Have been steadily working my way through a bunch of targeted petitions, with more planned over the remainder of the week.
One petition last night felt like a big win. Good energy, strong candle flame. Evocation keys were easily called up and projected. Got a bit turned on. The petition burned so quickly and strongly that the flames were floating an inch or two above the actual paper. Will report back in a few weeks.
Second petition last night, almost instantaneous results after calling up this particular spirit and tasking him. Within the hour later I had results, and the results have lasted all through today. Note, this was a petition for internal change, not material manifestation as such. Part of the deal was public praise, so I hope he understands that I am holding off on being more explicit here, because while the quick effects are very welcome, I would like to see if it holds a bit more long-term, to the spirit of the petition, and not just the word. But, so far I am quite impressed, and excited to share praise. I’m a little bit in awe/love. Reee
Petition tonight, same deal; took a minute to get myself settled but made sure I was in the zone when I went into it. Good connection, strong visualisation, quick burning.

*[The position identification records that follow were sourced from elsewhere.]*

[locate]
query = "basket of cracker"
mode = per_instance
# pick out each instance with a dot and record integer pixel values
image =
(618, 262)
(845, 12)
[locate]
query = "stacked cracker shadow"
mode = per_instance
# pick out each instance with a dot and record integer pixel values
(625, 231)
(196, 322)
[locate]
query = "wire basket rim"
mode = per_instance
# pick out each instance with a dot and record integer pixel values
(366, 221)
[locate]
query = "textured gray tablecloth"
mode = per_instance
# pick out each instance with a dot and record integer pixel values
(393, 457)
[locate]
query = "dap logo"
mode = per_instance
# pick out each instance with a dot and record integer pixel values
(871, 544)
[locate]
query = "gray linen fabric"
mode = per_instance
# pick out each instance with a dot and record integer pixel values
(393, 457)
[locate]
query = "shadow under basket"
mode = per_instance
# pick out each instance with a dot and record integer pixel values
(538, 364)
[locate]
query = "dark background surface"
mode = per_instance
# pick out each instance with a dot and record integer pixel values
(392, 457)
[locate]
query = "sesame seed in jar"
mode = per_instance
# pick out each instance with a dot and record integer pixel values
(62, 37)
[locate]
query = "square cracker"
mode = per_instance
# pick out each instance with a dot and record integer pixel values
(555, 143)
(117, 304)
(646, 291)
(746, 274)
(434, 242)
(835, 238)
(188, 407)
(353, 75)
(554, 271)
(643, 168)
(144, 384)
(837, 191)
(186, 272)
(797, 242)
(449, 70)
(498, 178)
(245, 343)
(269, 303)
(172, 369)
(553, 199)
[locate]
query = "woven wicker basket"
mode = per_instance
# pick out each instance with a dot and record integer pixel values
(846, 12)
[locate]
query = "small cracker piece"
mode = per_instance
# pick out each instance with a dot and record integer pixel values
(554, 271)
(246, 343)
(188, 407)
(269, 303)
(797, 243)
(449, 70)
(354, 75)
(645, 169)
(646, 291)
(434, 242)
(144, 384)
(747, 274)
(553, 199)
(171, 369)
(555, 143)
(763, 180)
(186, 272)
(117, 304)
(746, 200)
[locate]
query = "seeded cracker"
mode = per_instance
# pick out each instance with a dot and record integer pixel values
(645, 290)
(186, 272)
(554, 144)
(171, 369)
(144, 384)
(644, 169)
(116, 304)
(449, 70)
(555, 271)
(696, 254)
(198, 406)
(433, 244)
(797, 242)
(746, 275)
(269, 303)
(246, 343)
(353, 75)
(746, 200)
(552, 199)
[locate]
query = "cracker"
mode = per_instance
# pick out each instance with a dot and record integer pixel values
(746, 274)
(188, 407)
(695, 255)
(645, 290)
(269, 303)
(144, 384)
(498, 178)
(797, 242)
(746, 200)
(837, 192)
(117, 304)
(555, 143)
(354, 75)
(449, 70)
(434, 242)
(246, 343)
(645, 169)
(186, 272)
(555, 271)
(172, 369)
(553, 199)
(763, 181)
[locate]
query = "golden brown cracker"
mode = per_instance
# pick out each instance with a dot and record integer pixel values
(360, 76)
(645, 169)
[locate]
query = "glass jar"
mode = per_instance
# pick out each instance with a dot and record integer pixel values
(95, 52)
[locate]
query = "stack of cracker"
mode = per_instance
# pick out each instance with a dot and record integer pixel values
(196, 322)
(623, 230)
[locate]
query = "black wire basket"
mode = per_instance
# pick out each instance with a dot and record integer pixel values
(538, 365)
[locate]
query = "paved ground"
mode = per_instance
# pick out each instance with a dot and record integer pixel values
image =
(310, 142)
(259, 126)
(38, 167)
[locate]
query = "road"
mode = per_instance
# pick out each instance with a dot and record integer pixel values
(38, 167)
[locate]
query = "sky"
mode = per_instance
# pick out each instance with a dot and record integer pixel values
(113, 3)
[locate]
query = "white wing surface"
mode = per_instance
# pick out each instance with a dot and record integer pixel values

My dreams (which I take to be a yardstick for my subconscious) have been gradually clearing up. Last night was an interesting kind of meta-dream, in which I was experiencing something that I wanted, and my dream-self, while not lucid, was nonetheless conscious that it was being imprinted on my subconscious.
And before I drifted off to sleep, Furcas was on my mind once more, and I felt a presence quite strongly. Today I was idly drawing him. I haven’t forgotten, and I will call on you.
I am watching the results of a petition I made a few months ago seeming to come to fruition before my very eyes. I’m actually wondering if I should reverse it because there’s probably going to be a lot of money in it for me. At the time I didn’t see beyond just wanting it to be removed from my day to day life, but now I think I am better equipped to handle it, and instead of using magic to make the problem go away, I can use magic to make myself more capable of handing the problem.
Got myself a new Tarot deck, and ordered hard-copies of 72 Angels of Magick and Demons of Magick. I plan to pad out my collection with a hardcopy of every Gallery of Magick book… just in case.
One note; I have been following my own notes I’ve taken on DoM’s first ritual, the petition ritual. I should amend them to include the below as I have found them very helpful for myself:
- Eyes open visualisation during opening ritual, while staring fixedly through the core ritual sigil.
- Chanting Atah Gibor Le-olam Adonai rather than stating it once, while staring through the core ritual sigil.
- If I have trouble focusing I continue to chant the above while scanning the demon’s sigil, up until calling the Shem angel.
- Continuing to mentally chant the demon’s name as I cycle through the evocation keys, building momentum, switching back and forth at random between them.